While original programming has always been the lifeblood of TV, digital video has often been defined by homemade clips and self-made stars. But the gap appears to be narrowing.
According to a new report commissioned by the Interactive Advertising Bureau (IAB), spending on ads that support original digital video content has nearly doubled in the past two years. Each spring, the IAB runs the annual Digital Content NewFronts, which let digital networks present their original programming to potential advertisers.
The average annual ad spend around original digital video content—defined as being professionally produced for digital consumption—is around $4.4 million for 2017, up from an estimated $2.4 million in 2015, the report compiled byAdvertisers Perceptions said. The report is based on a survey of 358 marketing and media buying professionals—with about half working at agencies and half on the client side—who manage annual ad spends larger than $1 million.
Video is a hot space across the board, with the average digital/mobile video ad spend increasing 67 percent from 2015 to $9.4 million annually, per the report.
The survey also found that 80 percent of brand and agency executives plan to further increase spending on the format this year.
Original digital video will represent, on average, around 47 percent of total digital video budgets in 2017, the report said. Native advertising will play a prominent role, representing around 42 percent of that investment.
“Original digital video is an inventive and engrossing medium that is increasingly being leveraged by advertisers to reach and engage consumers,” said Anna Bager, svp and general manager of mobile and video for IAB. “As video evolves with the introduction of VR and 360-degree technologies, we can expect to see original digital video play an even bigger part in brand strategy.
According to the survey, the influence of IAB’s NewFronts event is growing. Respondents said they plan to allocate 40 percent of original digital video budgets at this year’s event, up from 37 percent last year.
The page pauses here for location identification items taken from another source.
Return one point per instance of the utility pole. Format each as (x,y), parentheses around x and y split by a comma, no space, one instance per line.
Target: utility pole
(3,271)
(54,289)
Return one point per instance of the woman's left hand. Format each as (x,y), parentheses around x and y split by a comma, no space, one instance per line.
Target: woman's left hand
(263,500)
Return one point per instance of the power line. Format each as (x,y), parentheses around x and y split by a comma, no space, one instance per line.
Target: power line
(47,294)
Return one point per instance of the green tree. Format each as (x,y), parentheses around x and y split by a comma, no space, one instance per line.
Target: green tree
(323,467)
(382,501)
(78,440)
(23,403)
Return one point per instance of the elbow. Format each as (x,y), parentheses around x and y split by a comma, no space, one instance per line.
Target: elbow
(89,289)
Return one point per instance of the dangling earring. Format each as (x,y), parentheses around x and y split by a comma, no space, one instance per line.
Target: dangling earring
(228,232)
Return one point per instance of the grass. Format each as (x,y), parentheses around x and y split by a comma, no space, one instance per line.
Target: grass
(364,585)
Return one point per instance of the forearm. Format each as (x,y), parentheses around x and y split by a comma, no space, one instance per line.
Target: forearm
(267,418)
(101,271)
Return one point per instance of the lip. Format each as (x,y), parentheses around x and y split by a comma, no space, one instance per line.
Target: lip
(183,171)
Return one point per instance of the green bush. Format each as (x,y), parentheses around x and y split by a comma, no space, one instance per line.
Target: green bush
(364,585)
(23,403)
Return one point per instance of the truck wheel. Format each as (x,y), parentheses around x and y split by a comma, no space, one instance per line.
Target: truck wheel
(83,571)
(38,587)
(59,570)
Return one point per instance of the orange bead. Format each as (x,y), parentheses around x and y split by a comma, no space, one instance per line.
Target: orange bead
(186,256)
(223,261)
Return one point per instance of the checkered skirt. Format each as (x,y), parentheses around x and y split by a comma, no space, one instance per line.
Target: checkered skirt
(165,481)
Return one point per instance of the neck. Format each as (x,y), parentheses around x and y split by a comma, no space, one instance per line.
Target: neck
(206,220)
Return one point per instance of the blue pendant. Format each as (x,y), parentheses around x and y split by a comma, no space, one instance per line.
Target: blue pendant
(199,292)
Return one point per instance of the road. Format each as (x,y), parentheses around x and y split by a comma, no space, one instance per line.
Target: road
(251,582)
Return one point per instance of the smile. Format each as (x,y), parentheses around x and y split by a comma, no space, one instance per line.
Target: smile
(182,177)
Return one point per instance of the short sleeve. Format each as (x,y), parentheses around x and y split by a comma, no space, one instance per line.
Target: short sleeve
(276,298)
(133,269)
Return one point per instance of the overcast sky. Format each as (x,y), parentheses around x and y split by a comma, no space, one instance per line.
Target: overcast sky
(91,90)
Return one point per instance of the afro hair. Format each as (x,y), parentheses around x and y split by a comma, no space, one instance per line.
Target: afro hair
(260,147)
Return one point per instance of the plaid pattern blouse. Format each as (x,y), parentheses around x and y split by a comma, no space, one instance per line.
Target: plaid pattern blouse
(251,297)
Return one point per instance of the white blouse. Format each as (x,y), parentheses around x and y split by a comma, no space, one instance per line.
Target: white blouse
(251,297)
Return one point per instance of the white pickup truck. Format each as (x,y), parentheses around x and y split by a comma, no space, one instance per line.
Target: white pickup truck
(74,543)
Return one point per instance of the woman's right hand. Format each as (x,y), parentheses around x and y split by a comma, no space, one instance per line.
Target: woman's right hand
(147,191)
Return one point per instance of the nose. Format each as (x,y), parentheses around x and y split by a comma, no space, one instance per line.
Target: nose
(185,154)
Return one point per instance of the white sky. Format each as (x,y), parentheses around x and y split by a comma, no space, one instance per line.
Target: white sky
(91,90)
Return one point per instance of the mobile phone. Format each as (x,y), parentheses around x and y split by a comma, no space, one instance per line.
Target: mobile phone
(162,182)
“The study underscores the strength of the NewFronts as a critical industry event where marketers and media buyers find inspiration and budget allocation happens—all driving further growth across the original digital video landscape,” Bager said in a statement.
Despite the rosy outlook for original digital video, advertisers still have some concerns, such as 38 percent of respondents citing quality of content as the primary obstacle. Price, viewability, ROI and targeting challenges were not far behind in the survey’s findings of potential roadblocks for original video.
There seemed to be wide variance in the response based on market sector. While advertisers in the household goods and retail sector were in line with the overall response, the largest concern area mentioned by the auto sector (43 percent) was viewability, while the food and beverage industry’s top concern (35 percent) was ROI versus other formats. In financial services, the chief concern (34 percent) was price.
The consensus, though, was that original digital video programming will “become as important as original TV programming within the next three years,” a statement that 75 percent of respondents either “somewhat” or “completely” agreed with. The same percentage agreed the format reaches an audience that TV can’t. Furthermore, some 76 percent at agencies at least “somewhat agree” that the format is “more engaging than TV commercials,” with 66 percent of marketers concurring.